Las escenas que resalta y amplifica en sus detalles son con frecuencia escenas de violencia y de muerte, cuya feroz e instantánea concreción no condesciende con el gusto de lo truculento ni con la rabiosa piedad, sino que pasa de largo con adusta indiferencia épica. En el universo de Sealsfield la muerte es un evento obvio y natural, que el ojo del narrador registra con sobria familiaridad, toda vez que el fresco colectivo está integrado por una sucesión de destinos privados. La perspectiva desde lo alto, ajena a la rebelión de sus criaturas, preserva al escritor de cualquier complacencia con la sangre; en los relatos de Sealsfield se muere como en las películas de John Ford, con una discreta alusión, como la mano del jugador que en La diligencia deja caer de repente la pistola, y no en una orgía de truculencia y protesta como en los polémicos neowestern.
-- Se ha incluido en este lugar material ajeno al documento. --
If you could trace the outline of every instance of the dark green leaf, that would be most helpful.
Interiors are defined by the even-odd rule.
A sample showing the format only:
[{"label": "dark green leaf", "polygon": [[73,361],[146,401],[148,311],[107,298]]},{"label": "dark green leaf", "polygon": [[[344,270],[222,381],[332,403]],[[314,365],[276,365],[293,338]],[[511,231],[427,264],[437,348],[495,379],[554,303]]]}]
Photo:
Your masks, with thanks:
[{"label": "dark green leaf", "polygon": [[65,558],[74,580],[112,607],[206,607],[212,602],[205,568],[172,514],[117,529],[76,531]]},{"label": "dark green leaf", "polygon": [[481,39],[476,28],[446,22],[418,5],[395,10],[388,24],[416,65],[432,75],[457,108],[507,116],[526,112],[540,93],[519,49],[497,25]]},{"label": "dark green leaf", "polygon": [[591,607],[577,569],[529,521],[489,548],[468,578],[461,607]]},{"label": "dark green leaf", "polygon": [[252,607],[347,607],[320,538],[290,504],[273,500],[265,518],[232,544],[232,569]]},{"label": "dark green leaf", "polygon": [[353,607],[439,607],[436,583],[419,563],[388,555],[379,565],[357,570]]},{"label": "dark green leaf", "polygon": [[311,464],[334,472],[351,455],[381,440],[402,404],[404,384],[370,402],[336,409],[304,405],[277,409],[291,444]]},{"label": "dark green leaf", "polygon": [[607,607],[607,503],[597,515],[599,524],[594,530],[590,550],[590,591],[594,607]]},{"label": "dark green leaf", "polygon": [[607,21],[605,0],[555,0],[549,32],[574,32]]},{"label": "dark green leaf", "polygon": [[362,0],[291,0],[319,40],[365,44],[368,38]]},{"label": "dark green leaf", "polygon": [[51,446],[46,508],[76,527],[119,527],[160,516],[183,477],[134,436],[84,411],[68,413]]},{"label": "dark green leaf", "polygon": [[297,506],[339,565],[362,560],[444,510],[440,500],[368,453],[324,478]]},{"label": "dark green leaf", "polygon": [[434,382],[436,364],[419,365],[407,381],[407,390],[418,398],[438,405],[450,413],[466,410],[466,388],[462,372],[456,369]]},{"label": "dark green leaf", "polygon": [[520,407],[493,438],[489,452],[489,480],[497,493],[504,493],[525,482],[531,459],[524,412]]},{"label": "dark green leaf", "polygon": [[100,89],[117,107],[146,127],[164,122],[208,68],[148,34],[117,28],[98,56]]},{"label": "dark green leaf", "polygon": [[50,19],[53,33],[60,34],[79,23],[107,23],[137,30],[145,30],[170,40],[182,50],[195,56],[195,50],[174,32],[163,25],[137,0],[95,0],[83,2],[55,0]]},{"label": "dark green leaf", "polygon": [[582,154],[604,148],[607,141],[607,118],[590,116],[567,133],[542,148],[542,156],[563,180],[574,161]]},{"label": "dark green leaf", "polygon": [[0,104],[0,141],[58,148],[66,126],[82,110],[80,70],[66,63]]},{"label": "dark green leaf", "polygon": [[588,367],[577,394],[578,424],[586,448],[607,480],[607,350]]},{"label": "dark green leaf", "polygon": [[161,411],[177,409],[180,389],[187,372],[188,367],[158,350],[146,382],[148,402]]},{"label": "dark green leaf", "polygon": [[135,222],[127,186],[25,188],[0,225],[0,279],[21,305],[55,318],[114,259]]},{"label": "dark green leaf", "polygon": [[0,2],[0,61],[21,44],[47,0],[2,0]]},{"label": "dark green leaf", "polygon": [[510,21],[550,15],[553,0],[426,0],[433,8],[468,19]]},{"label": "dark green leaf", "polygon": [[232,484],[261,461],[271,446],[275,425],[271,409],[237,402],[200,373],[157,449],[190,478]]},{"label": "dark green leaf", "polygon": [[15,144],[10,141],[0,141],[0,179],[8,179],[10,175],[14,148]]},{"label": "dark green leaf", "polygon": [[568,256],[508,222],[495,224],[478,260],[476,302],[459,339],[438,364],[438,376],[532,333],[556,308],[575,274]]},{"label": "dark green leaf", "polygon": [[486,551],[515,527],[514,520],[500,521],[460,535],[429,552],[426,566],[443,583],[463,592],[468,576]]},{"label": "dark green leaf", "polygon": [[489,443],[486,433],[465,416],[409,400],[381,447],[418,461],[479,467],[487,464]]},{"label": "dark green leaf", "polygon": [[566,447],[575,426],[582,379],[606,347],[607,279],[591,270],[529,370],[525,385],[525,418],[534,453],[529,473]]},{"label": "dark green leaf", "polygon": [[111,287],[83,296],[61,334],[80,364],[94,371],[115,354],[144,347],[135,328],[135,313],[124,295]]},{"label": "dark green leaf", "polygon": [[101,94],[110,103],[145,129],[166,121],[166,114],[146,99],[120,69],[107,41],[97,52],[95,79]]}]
Esta confianza épica con la totalidad, que querría garantizar la superación de las tragedias individuales, se pone de manifiesto en el seguro aliento de algunas escenas corales, pero se disipa en cuanto se desciende a un espacio histórico concreto. Proyectado en vano a una representación del presente y el futuro, Sealsfield logra hallar terreno para la aventura sólo en el pasado, en el ámbito de aquello que ya ha sucedido y ya no es susceptible de cambios. Sus relatos y novelas se integran en una vasta y compleja saga articulada en una estructura que los encapsula el uno en el otro y que se desarrolla a menudo según una sucesión inversa a la de la cronología real, procediendo del episodio más reciente al más antiguo. No hay casi ningún relato autónomo: La pradera del Jacinto, por ejemplo, es un capítulo, o mejor, una especie de introducción ideal a la historia de la guerra de la independencia de lejas.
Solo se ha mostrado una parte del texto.